Icelandic is a northern Germanic language spoken mainly in Iceland (Ísland), but also in Canada (Kanada) and the USA (Bandaríki Norður-Ameríku).

In 2017 the population of Iceland was 338,349, the vast majority of whom speak Icelandic. In 2013 there were approximately 15,000 native speakers of Icelandic outside Iceland: among them 8,000 in Denmark, 5,000 in the US and 1,400 in Canada, especially in Manitoba. The total number of Icelandic speakers is about 350,000.

Icelandic is the northern Germanic language closest to Old Norse, and Icelandic speakers can read the Nordic Sagas in the original language without too much difficulty. It is closely related to Faroese and Western dialects of Norwegian, and to a lesser extent to Danish and Swedish.

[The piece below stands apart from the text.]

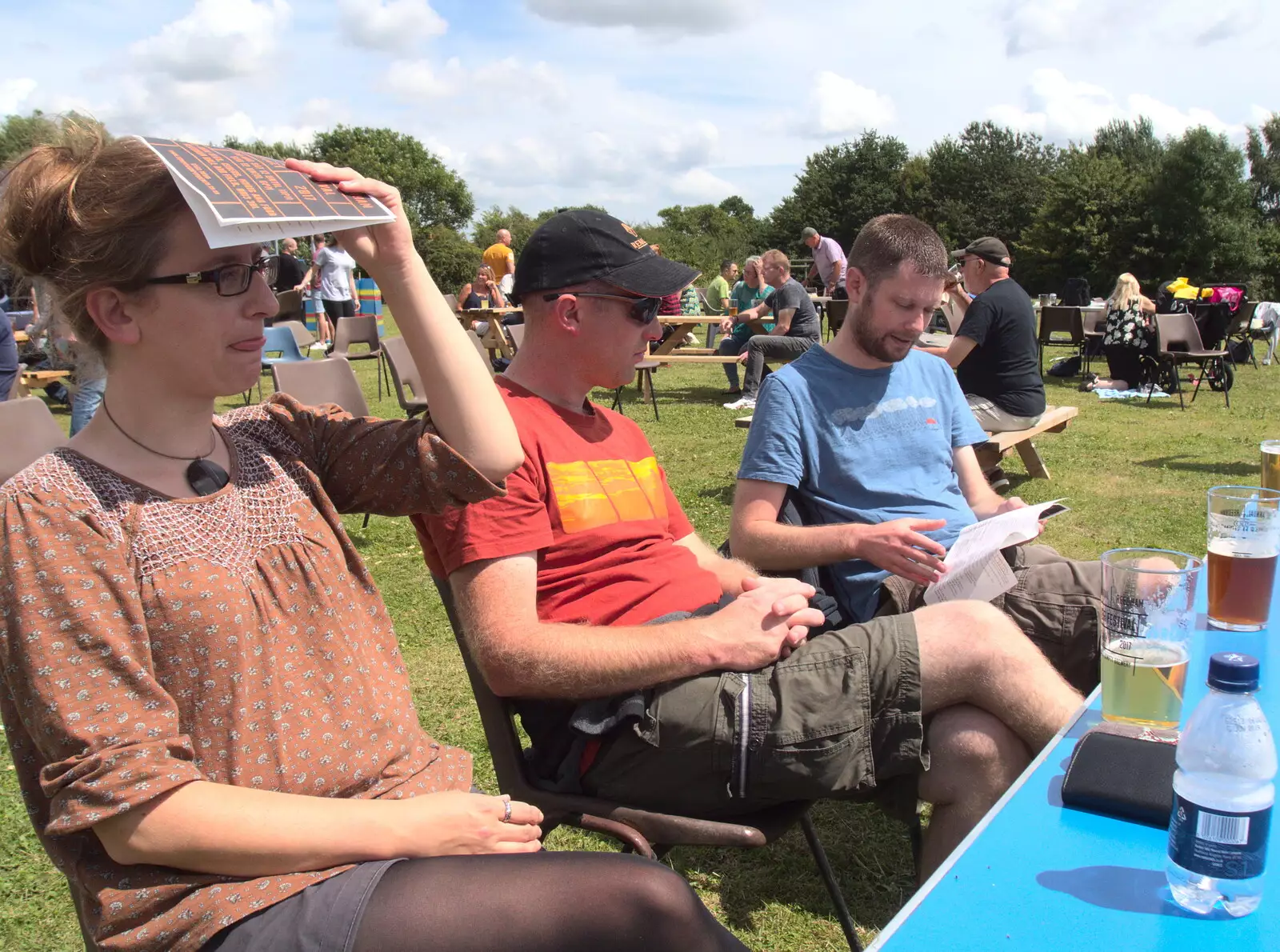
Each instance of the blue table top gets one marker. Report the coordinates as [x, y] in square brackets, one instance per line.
[1038, 875]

The first permanent settlement in Iceland was established by Vikings from Norway and Celts from the British Isles in 870 AD. The main language of the settlers was Old Norse or Dǫnsk tunga (Danish language). A number of great literary works (the sagas) were written by Icelanders during the 12th and 13th centuries. These sagas, many of which were the work of unknown authors, were written in a language very similar to the ancient Nordic language. The greatest known authors of this period were Ari the Wise (1068-1148) and Snorri Sturluson (1179-1241).

From 1262 to the 15th century, Iceland was dominated by Norway. Later, it was invaded by the Danes. During the periods of Norwegian and Danish rule, Norwegian and Danish were spoken in Iceland.

In 1944, Iceland gained its independence and Icelandic re-emerged as an official and literary language. There is a thriving publishing industry in Iceland today, and Icelanders are probably the most enthusiastic readers and writers in the world.